The Company believes that its results of operations for the quarter ended September 30, 2007 will change significantly from its results of operations for the quarter ended September 30, 2006. Since September 30, 2006, the subprime mortgage industry has deteriorated, the Company no longer originates mortgage loans, the market value of the Company’s residual and other assets has declined and the amount of claims for the Company to repurchase loans has increased. In addition, as discussed in Part III above, the Company and certain of its subsidiaries filed voluntary petitions on April 2, 2007 for reorganization under Chapter 11 of Title 11 of the United States Code in the United States Bankruptcy Court for the District of Delaware (Case No. 07-10416) and are currently in the process of liquidating their assets. In the Company’s Current Report


on Form 8-K filed with the SEC on February 7, 2007, the Company announced that it would restate its consolidated financial results for the quarters ended March 31, June 30 and September 30, 2006 to correct errors the Company discovered in its accounting and financial reporting of loan repurchase losses and, in the Company’s Form 12b-25 filed with the SEC on March 2, 2007, the Company announced that its investigation would include issues giving rise to its need to restate its 2006 interim consolidated financial statements, as well as issues pertaining to the Company’s valuation of residual interests in securitizations in 2006 and prior periods. In addition, in the Company’s Current Report on Form 8-K filed with the SEC on May 24, 2007, the Company reported that its previously filed annual consolidated financial statements for the fiscal year ended December 31, 2005 should not be relied upon. Prior to the completion of its financial statements for the year ended December 31, 2006 and each of the quarters ended March 31, 2007, June 30, 2007 and September 30, 2007, the Company is unable to assess the amount by which its results of operations for the quarter ended September 30, 2007 will change from its results of operations for the quarter ended September 30, 2006.

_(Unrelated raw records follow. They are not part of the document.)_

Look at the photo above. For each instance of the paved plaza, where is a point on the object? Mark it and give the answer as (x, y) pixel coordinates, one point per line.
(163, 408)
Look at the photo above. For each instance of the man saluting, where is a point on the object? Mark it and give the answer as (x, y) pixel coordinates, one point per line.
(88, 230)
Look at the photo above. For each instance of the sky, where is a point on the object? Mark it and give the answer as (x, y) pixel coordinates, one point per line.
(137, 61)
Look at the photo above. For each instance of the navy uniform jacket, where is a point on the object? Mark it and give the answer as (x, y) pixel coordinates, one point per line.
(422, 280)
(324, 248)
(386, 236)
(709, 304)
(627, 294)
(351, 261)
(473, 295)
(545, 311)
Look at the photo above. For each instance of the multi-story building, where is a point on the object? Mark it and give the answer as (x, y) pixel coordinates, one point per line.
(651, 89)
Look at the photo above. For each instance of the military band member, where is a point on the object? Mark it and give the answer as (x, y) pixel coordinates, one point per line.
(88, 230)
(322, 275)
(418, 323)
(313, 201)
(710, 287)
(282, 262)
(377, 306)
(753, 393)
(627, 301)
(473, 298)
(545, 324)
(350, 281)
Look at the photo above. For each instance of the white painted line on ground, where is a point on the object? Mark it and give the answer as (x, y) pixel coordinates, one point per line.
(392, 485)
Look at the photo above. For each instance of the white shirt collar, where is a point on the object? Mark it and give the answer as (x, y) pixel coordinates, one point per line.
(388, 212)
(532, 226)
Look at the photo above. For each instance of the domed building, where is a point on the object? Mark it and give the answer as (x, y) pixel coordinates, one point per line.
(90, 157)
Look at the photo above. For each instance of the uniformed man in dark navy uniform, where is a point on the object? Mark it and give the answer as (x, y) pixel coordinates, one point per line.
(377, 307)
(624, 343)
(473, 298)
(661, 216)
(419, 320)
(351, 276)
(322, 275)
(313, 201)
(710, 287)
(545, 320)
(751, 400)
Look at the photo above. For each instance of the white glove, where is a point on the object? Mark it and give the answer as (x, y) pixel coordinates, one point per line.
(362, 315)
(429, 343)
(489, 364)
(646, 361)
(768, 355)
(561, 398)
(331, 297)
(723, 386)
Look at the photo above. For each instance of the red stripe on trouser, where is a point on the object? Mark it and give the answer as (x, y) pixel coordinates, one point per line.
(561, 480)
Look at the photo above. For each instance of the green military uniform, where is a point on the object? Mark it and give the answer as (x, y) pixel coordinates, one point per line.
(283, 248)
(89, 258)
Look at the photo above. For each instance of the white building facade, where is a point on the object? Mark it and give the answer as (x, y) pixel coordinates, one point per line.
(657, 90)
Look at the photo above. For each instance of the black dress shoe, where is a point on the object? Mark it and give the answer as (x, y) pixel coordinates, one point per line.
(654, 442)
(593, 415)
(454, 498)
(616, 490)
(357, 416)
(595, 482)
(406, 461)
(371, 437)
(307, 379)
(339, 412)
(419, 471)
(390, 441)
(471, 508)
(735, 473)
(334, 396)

Safe Harbor Regarding Forward-Looking Statements

Certain statements contained in this Form 12b-25 may be deemed to be forward-looking statements under federal securities laws and the Company intends that such forward-looking statements be subject to the safe-harbor created thereby. Forward-looking statements reflect management’s current views of future events and financial performance that involve a number of risks and uncertainties. For a list of those factors that may affect actual outcomes and performance and results, please see the Company’s Form 12b-25s filed with the SEC on March 2, 2007, May 11, 2007 and August 10, 2007. In addition, for information on the Company’s Chapter 11 case, please visit http://www.ncenrestructuring.com. The information set forth on the foregoing website shall not be deemed to be a part of or incorporated by reference into this Form 12b-25.

The safe harbor set forth above should be considered in connection with any subsequent written or oral forward-looking statement that the Company or person acting on its behalf may issue. The Company does not undertake any obligation to review or confirm analysts’ expectations or estimates or to release publicly any revision to any forward-looking statements to reflect events or circumstances after the date of the report or to reflect the occurrence of unanticipated events.